Days after the Paris attacks that shook the world, Trump captivated his audience at the Knoxville Convention Centre by his views on the tragedy and the 2nd Amendment. Trump said to a cheering crowd: “If you had 25 people in there who would have been [armed], it would have been a totally different story, folks. There would have been the shootout at the OK Corral.

CNN reports:

Slamming President Barack Obama and Democratic presidential front-runner Hillary Clinton for not referring to the threat from ISIS as “radical Islam,” Trump told his supporters here that it’s time to “talk about” the threat and pledged a more aggressive response if elected president.

“You hear the term radical Islamic terrorism. He won’t say it. He won’t say it,” Trump said referring to Obama. “I mean you can’t solve a problem if you refuse to talk about what the problem is. And he won’t talk about it. I don’t know what ‘s going on with this man. And you know who else won’t talk about it? Hillary. She won’t talk about it.”

Trump also suggested that “weak and ineffective” leadership was to blame for the attacks in Paris, which killed at least 129 people.

“When you’re weak and ineffective, bad stuff does happen. And that’s what we’re seeing,” Trump said at the top of his speech as he opened with the Paris killings, but did not elaborate on the remark.

Stumping Saturday in Beaumont, Texas, Trump first reacted to the terrorist carnage by saying that the tragedy “would’ve been a much, much different situation” if Paris had looser gun laws.

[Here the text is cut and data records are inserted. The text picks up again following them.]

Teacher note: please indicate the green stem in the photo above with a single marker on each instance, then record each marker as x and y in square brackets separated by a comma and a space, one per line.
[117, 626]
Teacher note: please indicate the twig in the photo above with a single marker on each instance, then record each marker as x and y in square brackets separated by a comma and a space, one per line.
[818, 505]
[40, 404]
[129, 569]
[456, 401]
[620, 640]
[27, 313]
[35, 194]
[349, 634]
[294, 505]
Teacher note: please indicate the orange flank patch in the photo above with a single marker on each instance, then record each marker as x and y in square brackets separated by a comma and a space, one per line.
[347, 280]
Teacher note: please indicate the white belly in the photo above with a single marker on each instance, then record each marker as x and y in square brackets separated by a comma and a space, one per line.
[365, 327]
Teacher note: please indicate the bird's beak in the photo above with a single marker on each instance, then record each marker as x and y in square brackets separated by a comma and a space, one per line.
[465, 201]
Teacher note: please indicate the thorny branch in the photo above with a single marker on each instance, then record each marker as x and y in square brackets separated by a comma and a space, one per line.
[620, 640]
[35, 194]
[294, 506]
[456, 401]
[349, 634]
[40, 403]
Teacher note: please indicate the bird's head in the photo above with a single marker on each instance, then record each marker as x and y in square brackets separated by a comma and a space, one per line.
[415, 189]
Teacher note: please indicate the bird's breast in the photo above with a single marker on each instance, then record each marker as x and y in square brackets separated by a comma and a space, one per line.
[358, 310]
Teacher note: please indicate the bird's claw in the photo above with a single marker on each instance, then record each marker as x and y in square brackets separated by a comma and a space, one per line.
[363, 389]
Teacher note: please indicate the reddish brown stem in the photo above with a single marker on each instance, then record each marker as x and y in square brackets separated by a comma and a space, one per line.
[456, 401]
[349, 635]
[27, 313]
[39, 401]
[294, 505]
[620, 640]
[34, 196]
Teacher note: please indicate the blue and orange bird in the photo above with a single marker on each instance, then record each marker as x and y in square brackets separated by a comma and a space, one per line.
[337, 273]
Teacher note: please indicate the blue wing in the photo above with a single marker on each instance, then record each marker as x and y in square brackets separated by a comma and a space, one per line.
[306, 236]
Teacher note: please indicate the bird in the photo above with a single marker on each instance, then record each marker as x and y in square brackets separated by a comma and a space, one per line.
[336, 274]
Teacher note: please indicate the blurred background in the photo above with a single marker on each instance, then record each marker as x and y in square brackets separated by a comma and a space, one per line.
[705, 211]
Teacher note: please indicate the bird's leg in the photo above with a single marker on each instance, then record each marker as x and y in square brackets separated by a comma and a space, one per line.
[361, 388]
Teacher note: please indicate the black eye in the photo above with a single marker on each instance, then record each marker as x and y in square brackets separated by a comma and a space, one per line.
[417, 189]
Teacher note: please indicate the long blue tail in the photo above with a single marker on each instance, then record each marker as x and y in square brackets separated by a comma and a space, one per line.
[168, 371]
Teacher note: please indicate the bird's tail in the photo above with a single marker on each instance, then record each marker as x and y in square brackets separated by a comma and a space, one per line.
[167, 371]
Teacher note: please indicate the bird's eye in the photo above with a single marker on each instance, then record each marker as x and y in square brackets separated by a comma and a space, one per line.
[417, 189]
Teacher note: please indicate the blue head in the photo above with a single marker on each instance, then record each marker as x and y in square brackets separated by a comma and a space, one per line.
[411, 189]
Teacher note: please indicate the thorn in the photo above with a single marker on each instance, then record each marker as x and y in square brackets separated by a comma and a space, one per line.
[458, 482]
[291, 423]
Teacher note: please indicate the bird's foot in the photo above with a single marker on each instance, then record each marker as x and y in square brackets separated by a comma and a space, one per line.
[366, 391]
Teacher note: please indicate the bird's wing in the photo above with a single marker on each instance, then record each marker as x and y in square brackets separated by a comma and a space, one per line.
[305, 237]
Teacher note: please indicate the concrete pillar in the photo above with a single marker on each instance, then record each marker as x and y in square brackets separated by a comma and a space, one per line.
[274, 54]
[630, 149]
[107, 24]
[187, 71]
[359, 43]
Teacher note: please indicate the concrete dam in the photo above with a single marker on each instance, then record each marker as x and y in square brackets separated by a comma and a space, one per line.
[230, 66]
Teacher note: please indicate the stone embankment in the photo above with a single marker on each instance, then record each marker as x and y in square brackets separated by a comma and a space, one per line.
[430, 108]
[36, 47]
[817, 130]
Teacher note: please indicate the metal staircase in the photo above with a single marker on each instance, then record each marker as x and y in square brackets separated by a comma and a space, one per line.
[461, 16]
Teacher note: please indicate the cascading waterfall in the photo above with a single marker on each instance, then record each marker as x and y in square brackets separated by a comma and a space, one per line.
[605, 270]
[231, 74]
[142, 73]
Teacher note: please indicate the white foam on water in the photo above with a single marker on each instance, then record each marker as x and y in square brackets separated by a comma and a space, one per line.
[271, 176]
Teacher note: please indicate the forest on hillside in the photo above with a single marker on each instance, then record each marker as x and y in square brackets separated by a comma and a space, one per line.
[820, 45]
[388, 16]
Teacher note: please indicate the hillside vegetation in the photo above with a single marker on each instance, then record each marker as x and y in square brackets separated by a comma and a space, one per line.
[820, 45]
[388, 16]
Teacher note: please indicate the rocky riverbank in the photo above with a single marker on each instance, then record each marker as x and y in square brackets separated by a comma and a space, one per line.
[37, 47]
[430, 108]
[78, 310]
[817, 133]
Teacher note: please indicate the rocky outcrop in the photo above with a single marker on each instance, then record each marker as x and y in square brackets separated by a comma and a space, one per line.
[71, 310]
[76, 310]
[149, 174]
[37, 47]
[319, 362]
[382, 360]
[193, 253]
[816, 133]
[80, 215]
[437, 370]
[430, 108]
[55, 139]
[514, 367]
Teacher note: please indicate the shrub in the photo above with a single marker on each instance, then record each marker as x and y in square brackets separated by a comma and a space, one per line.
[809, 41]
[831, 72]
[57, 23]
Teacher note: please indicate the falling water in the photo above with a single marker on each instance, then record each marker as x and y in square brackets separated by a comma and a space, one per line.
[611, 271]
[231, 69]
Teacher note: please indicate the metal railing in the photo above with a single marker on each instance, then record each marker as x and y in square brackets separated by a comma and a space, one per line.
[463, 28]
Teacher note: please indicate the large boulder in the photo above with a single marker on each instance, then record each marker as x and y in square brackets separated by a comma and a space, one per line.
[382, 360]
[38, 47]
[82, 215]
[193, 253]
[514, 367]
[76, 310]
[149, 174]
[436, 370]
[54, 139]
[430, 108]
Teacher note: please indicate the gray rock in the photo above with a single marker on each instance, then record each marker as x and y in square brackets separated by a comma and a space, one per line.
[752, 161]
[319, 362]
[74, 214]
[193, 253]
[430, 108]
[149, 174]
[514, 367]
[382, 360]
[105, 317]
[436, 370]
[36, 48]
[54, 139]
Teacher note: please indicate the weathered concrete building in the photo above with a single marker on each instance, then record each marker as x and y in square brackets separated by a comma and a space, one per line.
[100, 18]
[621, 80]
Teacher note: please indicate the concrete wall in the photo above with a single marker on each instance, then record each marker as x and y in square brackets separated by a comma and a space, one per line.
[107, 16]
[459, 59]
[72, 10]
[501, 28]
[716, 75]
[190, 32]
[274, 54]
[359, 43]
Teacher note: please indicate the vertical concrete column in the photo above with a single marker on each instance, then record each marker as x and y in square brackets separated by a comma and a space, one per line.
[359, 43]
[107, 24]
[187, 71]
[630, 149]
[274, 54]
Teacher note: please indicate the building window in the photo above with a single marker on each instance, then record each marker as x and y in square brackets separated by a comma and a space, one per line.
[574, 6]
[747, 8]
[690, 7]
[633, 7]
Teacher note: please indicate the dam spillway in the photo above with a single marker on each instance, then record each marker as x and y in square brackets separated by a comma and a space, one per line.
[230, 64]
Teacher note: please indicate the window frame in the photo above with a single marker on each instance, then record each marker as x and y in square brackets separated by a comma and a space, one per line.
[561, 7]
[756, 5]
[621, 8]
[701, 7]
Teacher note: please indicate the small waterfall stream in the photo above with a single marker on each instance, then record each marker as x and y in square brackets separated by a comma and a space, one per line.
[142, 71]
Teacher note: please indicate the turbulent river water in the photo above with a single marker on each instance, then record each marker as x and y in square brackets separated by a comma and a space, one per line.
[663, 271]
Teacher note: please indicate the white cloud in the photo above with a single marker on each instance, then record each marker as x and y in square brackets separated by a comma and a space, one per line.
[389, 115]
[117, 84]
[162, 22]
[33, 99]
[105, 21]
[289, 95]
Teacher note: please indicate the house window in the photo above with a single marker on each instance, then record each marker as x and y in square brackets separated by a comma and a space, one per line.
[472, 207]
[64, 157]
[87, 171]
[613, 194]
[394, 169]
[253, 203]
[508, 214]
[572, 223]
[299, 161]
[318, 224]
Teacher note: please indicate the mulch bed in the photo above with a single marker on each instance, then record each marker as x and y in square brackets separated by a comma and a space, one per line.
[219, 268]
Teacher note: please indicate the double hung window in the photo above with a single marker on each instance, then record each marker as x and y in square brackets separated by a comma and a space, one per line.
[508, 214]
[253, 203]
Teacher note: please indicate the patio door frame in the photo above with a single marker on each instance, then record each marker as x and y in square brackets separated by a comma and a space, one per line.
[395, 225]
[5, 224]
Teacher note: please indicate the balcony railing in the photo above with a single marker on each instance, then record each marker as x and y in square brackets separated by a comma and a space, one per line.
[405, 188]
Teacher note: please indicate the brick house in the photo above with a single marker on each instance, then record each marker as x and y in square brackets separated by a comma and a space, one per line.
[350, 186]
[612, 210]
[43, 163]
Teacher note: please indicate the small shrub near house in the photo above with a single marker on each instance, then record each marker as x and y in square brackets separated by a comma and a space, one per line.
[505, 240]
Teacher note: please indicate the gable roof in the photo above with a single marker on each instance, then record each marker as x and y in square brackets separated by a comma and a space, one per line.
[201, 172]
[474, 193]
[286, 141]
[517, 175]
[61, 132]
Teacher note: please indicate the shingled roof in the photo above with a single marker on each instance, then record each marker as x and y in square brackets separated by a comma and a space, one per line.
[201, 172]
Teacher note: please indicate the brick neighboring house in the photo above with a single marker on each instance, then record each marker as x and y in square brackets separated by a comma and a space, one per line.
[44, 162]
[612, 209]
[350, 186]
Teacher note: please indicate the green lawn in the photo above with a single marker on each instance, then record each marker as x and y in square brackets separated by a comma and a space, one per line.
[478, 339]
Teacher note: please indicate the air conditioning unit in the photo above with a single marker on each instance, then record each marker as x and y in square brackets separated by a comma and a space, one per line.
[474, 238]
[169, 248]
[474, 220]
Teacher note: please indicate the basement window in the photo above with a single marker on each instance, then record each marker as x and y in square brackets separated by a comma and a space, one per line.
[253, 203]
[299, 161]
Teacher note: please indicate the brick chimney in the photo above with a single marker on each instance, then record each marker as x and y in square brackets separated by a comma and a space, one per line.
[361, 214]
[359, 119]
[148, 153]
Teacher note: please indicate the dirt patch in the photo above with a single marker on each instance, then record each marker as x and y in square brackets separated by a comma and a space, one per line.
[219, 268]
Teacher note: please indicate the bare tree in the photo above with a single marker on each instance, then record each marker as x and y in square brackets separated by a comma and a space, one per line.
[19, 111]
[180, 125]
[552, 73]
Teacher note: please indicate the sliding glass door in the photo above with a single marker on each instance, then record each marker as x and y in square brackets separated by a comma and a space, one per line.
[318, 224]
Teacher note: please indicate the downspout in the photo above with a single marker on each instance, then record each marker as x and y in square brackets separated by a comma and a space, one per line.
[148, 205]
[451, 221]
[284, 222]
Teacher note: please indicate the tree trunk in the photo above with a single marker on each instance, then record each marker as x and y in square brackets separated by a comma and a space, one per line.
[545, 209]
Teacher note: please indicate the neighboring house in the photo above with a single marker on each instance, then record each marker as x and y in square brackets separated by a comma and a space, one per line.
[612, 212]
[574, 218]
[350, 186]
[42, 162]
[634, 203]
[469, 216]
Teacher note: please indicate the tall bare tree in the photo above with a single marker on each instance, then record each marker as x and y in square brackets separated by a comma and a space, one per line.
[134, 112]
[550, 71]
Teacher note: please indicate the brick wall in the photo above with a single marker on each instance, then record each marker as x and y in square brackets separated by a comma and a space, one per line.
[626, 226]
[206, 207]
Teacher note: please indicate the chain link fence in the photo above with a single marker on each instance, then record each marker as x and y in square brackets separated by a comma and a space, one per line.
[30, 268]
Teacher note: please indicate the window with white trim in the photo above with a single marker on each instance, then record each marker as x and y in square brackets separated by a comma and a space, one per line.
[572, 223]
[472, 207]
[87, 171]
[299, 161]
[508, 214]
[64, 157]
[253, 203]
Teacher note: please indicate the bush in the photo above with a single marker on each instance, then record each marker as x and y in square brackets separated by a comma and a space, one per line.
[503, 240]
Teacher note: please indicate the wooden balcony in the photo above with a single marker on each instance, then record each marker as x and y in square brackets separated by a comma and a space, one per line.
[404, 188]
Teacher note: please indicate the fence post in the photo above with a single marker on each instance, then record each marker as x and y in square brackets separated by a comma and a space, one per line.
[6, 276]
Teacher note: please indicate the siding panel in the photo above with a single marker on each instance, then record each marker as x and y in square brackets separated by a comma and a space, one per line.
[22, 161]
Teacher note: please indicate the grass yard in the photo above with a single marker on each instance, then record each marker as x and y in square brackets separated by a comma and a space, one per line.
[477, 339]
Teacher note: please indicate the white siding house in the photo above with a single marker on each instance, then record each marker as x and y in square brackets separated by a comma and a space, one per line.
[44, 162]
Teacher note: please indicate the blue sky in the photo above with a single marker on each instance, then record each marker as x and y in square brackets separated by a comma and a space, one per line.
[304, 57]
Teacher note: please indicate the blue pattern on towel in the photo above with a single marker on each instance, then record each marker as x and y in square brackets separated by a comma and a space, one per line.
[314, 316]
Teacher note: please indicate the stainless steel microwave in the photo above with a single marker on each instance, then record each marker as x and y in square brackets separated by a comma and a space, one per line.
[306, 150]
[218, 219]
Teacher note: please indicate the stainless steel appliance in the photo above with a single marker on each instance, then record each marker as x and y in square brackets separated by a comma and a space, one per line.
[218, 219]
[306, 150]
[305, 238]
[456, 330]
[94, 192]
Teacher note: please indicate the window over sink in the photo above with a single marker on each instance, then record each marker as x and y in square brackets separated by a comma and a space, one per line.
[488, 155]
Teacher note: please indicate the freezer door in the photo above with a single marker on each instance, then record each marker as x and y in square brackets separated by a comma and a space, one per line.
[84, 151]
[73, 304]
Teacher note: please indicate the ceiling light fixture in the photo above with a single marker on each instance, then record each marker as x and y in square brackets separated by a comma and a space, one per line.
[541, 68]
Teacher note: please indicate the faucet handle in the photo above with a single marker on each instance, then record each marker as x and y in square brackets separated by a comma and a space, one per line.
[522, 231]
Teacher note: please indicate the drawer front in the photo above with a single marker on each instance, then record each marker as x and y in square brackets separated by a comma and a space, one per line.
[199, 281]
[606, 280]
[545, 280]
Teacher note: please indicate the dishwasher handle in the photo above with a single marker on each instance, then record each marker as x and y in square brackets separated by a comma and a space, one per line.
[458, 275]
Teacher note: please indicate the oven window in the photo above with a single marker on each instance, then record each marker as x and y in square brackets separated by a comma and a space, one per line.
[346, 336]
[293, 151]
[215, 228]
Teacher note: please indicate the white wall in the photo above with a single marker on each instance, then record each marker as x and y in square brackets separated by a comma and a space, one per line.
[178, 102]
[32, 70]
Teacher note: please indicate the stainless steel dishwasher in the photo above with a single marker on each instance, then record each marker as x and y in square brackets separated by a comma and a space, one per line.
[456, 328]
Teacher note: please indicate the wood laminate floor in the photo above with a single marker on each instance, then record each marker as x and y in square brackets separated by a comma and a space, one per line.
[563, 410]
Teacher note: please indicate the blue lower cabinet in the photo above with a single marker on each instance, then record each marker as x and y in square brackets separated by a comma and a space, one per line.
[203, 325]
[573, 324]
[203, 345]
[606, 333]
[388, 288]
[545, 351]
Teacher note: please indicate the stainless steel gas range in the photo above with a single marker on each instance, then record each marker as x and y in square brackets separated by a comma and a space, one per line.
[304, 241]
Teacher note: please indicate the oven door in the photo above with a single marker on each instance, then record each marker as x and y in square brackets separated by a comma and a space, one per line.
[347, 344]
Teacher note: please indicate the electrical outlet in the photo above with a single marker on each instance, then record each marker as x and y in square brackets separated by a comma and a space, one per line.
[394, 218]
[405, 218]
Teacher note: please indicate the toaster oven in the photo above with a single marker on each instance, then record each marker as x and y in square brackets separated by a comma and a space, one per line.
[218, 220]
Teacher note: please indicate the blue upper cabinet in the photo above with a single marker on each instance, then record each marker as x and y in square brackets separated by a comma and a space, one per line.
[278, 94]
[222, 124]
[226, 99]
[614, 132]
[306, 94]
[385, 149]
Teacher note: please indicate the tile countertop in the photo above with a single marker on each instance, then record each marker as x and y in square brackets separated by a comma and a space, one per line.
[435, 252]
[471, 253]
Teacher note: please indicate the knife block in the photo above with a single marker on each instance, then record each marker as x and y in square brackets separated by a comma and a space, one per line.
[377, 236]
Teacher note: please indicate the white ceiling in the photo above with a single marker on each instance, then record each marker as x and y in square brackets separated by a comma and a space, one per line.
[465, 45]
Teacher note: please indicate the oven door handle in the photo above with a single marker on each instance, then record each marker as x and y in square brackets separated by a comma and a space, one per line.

“If you have 25 people in there with guns, OK, it would’ve been a totally different story,” Trump said Monday, before pivoting to the need to protect the Second Amendment at home.

Trump’s speech Monday drew 9,750 people to the Knoxville Convention Center, according to the venue’s general manager, Mary Bogert. The animated crowd was a welcome sight for Trump, who has seen several of his competitors surging in the polls, endangering his months-long lead at the top of the GOP presidential pack.

Retired neurosurgeon Ben Carson is now neck-and-neck with Trump nationally and in the first-in-the-nation caucus state of Iowa. And Marco Rubio and Ted Cruz are steadily climbing to the top-tier of the pack, with the media narrative shifting to a potential contest between the two Cuban-American senators.